“Maybe, he is—a little,” I said.
Or maybe he’s not…
I couldn’t tell Shar everything Dane and I had been talking about on Friday morning. I’d promised utter secrecy when it came to information about his daughter, and I wouldn’t go back on my word to him, not even to share it with my most trusted friend.
Because of that, I knew Shar wouldn’t be able to understand why Dane was so tense and worried about what the reporters might say or what the consequences their public insinuations might have on his relationship with his daughter. Why he was probably feeling especially vulnerable that day—trapped, as he was, in my basement after he’d just shared all of this personal information about himself with me. Why he’d tried so hard to warn me, even though I hadn’t been listening closely enough then.
Within twenty-four hours, though, I came to understand that the Tinseltown Buzz story wasn’t something we could easily brush away. It wasn’t a slow, containable leak, dribbling out a few rumors and lies about us.
It was more like a flash flood, with the intent to drown.
~*~
After the first set of ceaseless telephone calls on Friday, I turned off the ringer on my home phone and muted my cell. Then I watched Dane as he rapid-fire texted a series of messages on his own cell phone.

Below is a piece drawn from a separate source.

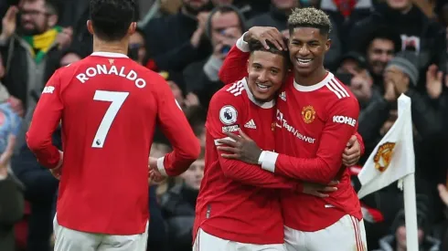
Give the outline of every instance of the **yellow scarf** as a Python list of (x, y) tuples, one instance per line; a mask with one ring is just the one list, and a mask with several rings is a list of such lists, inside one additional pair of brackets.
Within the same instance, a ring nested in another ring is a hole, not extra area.
[(36, 63), (40, 63), (47, 52), (56, 40), (56, 37), (62, 31), (62, 27), (54, 26), (53, 28), (35, 36), (24, 36), (22, 38), (27, 41), (33, 48), (31, 54)]

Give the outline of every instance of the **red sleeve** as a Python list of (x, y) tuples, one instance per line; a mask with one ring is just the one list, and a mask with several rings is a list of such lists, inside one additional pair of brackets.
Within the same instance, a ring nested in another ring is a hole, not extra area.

“I need to let my agent and the PR people know about this,” he explained wearily to me. “To prepare for whatever ends up in tomorrow’s paper. You know when media people say things like ‘Representatives for the actor declined to comment on recent allegations that he did such and such’ and they go on to tell their readers or viewers whatever heinous things the actor reportedly did?”
I nodded.
“The people I’m calling now are the ones who’ll need to either comment or decline to comment on my behalf,” he added.
Although I didn’t have to listen to my two phones ringing anymore, I couldn’t do anything about the intermittent knocking on the door, short of calling the police and reporting the paparazzi on our lawn for harassment.
Don’t think I didn’t consider this. Seriously.
But somehow I doubted that a squad car in the neighborhood would lessen the migraine I was getting. Besides, I had to know what Dane wanted me to do before I acted impulsively and contacted anyone. I didn’t want to make matters worse for him.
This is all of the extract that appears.